Lists compare equal when all of their members are equal.  This is very useful 
behavior.  If you want to test for reference equality, in Python you can always 
use 'is'.  Because lists are mutable and yet compare equal based on value, the 
only legal hashcode would be a constant int.  I think that Python wisely makes 
the design choice to throw in this case rather than turning dictionaries into 
linked lists.

The standard CLI collections ignore their contents when testing for equality 
and compare based on reference equality.  Because of this decision, they can 
default to the generic GetHashCode and Equals implementations.

>>> from System.Collections import *
>>> c = ArrayList()
>>> d = ArrayList()
>>> c == d
False
>>> c.Equals(d)
False

Personally, I think that the Python design rules are more useful for collection 
types because you can always fall back to using 'is' and an identity hashtable 
implementation when you want to check for object identity rather than object 
value.  From what I understand of the purpose of your hashtables, I'd argue 
that they should clearly be identity based hashtables.  These are quite easy to 
implement by providing a custom IEqualityComparer<K> to IDictionary<K,V>.  It's 
about 10 lines of code.

This is an interesting and subtle mismatch between the Python and CLI where I'm 
not sure what the best final solution is.  I don't know if this is just a 
difference in philosophy in the design of Python's collections and the CLI 
collections or if there is a more clear distinction between the contract of 
GetHashCode and Python's __hash__.  There are different ways to tackle this 
depending on the answer to that question.  One option is to make GetHashCode 
and Equals on IronPython.Objects.List return CLI-style object versions, but 
then to provide two new Python-style methods that would provide the correct 
semantics from the IronPython side.

Lots to think about - Jim


________________________________________
From: [EMAIL PROTECTED] [mailto:[EMAIL PROTECTED] On Behalf Of Chris Anderson
Sent: Thursday, May 12, 2005 9:40 AM
To: users-ironpython.com@lists.ironpython.com
Subject: Re: [IronPython] IronPython.Objects.List doesn't support GetHashCode()

The problem with this model is that it requires you to subclass and use a 
special type.

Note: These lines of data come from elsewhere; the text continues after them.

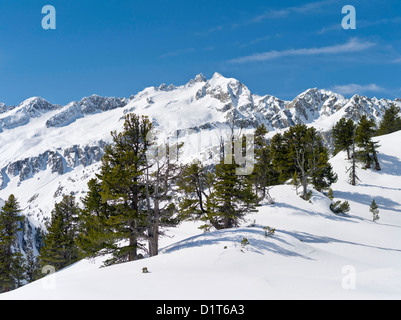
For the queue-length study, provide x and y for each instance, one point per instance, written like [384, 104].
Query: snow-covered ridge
[313, 253]
[42, 144]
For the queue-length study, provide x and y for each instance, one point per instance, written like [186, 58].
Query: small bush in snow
[269, 232]
[340, 207]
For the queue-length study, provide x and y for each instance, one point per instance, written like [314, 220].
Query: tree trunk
[133, 244]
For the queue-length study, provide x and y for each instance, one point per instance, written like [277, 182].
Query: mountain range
[48, 150]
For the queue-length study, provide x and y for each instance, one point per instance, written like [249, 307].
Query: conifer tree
[96, 233]
[195, 182]
[12, 266]
[263, 174]
[343, 133]
[60, 249]
[301, 149]
[231, 199]
[374, 209]
[123, 184]
[363, 138]
[391, 121]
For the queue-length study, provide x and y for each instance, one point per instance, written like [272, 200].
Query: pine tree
[231, 199]
[12, 267]
[307, 155]
[123, 184]
[391, 121]
[161, 174]
[343, 133]
[263, 174]
[60, 248]
[96, 233]
[353, 178]
[374, 209]
[363, 138]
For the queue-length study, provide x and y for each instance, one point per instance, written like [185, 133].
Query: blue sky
[117, 48]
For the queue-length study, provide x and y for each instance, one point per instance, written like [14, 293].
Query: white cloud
[177, 53]
[353, 45]
[307, 8]
[353, 88]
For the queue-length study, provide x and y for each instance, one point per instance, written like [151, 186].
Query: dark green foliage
[60, 249]
[363, 137]
[96, 234]
[391, 121]
[232, 197]
[300, 150]
[343, 133]
[122, 177]
[340, 207]
[264, 175]
[196, 184]
[12, 264]
[374, 209]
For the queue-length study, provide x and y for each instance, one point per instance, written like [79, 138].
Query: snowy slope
[313, 254]
[48, 150]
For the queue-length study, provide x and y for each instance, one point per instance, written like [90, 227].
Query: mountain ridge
[44, 144]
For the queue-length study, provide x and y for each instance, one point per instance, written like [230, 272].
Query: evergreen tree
[60, 249]
[391, 121]
[231, 199]
[96, 233]
[363, 137]
[263, 174]
[12, 267]
[343, 133]
[353, 178]
[123, 184]
[374, 209]
[300, 149]
[195, 182]
[161, 175]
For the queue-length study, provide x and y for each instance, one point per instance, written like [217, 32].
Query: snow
[313, 254]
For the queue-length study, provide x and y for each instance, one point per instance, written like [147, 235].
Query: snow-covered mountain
[48, 150]
[313, 253]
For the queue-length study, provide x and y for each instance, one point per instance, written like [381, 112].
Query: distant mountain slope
[313, 254]
[44, 146]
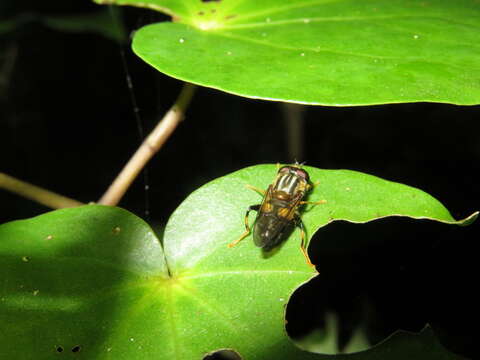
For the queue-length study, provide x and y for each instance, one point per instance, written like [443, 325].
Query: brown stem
[149, 147]
[36, 193]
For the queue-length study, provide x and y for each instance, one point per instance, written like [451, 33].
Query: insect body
[279, 210]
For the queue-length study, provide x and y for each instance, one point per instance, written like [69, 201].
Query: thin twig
[36, 193]
[149, 147]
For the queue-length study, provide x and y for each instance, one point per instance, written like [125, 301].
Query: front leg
[247, 227]
[299, 224]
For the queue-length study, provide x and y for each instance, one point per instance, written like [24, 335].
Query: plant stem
[149, 147]
[36, 193]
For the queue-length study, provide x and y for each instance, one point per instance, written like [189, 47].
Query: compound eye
[303, 174]
[284, 170]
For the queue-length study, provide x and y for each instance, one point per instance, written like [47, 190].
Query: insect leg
[299, 223]
[247, 227]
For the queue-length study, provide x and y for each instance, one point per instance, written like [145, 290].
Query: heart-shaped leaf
[329, 52]
[94, 280]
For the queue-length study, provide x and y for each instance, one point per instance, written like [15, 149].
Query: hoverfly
[279, 210]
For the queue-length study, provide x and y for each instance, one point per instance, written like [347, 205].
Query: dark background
[67, 124]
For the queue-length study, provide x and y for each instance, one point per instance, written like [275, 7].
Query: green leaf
[328, 52]
[95, 279]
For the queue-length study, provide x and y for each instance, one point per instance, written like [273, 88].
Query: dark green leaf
[94, 279]
[329, 52]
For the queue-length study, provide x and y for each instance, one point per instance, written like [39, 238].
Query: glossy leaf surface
[95, 282]
[329, 52]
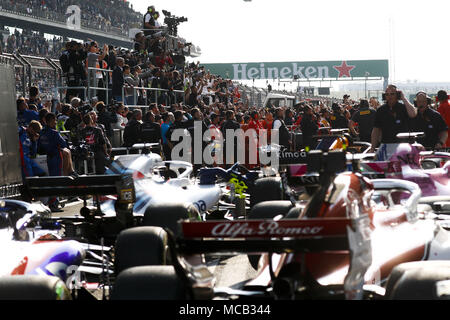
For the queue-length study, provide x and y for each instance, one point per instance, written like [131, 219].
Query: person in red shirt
[444, 110]
[256, 125]
[267, 124]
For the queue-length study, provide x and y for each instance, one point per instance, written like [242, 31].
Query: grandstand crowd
[186, 93]
[107, 15]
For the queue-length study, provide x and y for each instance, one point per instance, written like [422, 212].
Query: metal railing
[156, 90]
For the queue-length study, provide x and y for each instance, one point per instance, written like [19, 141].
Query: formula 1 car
[406, 161]
[37, 262]
[159, 183]
[341, 245]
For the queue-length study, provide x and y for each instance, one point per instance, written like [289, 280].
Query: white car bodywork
[152, 188]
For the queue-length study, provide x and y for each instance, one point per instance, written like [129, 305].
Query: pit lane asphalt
[229, 271]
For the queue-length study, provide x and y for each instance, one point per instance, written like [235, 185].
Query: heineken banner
[301, 70]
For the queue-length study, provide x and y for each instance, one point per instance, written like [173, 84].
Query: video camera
[85, 109]
[173, 22]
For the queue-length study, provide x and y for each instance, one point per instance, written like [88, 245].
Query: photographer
[430, 122]
[392, 118]
[93, 136]
[71, 61]
[106, 118]
[133, 131]
[149, 21]
[118, 80]
[93, 61]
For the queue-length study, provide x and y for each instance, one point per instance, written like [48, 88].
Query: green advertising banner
[301, 70]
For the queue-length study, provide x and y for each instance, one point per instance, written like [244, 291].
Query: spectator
[106, 118]
[365, 118]
[309, 128]
[118, 80]
[151, 130]
[95, 139]
[95, 77]
[24, 114]
[430, 122]
[230, 125]
[444, 110]
[59, 158]
[133, 131]
[392, 118]
[149, 21]
[338, 120]
[95, 123]
[283, 132]
[168, 119]
[121, 119]
[28, 137]
[34, 98]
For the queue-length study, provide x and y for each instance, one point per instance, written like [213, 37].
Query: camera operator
[28, 137]
[59, 157]
[140, 43]
[279, 124]
[121, 118]
[74, 119]
[101, 127]
[365, 119]
[309, 127]
[151, 130]
[25, 115]
[95, 77]
[106, 118]
[392, 118]
[118, 80]
[338, 120]
[175, 83]
[149, 21]
[71, 61]
[94, 138]
[444, 110]
[128, 85]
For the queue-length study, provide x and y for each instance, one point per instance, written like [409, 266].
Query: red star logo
[344, 69]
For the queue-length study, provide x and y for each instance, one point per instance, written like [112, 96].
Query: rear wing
[261, 236]
[138, 148]
[286, 236]
[116, 184]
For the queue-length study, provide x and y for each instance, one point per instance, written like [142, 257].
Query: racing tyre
[419, 280]
[149, 283]
[267, 189]
[33, 287]
[270, 209]
[294, 213]
[140, 246]
[267, 210]
[167, 215]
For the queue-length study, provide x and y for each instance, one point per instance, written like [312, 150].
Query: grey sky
[410, 33]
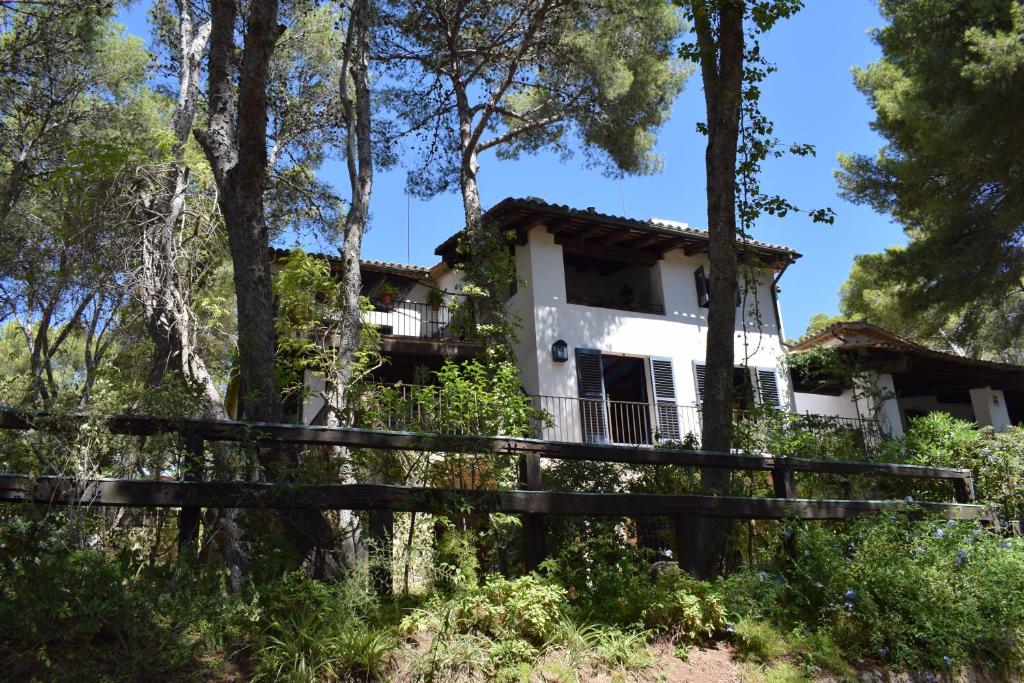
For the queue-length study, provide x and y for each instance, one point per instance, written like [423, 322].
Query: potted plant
[385, 293]
[435, 298]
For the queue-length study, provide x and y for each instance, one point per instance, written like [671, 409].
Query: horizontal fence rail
[139, 493]
[265, 433]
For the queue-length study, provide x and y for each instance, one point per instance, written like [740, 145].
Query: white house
[613, 328]
[628, 301]
[903, 379]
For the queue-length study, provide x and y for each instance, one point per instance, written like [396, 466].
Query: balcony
[411, 408]
[409, 318]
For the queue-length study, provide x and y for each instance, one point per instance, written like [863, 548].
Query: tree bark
[353, 85]
[235, 142]
[721, 58]
[358, 146]
[236, 146]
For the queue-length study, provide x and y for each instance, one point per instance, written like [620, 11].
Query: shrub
[927, 594]
[685, 608]
[604, 579]
[526, 608]
[995, 459]
[759, 641]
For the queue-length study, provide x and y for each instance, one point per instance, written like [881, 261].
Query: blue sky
[811, 99]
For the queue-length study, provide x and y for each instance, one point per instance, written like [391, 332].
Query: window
[620, 404]
[743, 382]
[606, 284]
[702, 284]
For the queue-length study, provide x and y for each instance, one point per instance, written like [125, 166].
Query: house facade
[902, 380]
[613, 315]
[613, 321]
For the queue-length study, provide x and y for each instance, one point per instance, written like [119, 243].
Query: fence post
[193, 471]
[380, 537]
[785, 486]
[534, 549]
[689, 531]
[964, 488]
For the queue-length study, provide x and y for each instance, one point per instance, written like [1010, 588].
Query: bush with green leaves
[686, 609]
[934, 594]
[527, 608]
[995, 459]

My goal is to enable simple usage in binding scenarios: 
 
_list.ItemsSource = range(5)
 
This means that every list/dictionary/touple needs to support 
ICustomTypeDescriptor and GetHashCode/SyncRoot... The ICD requirement for 
object/dict is pretty solid, but I'll follow up with our databinding team to 
see if we can gracefully support non-hash supporting objects... 
 
I'm unclear as to why returning the default CLR implementation of GetHashCode 
would be bad? It's unique to the life of the object and never changes... it 
won't be based on the containing data in the list, but it also shouldn't break 
any hashtable... no? 


 
On 5/12/05, Timothy Fitz <[EMAIL PROTECTED]> wrote: 
Not directly, but subclassing list and dict would work.

class HashableList:
def __hash__(self):
   return id(self)

or

clash HashableList:
def __hash__(self):
   return 1

To adapt simply:

HashableList(MyExistingList)

Disclaimer, I'm not sure if this works in IronPython today.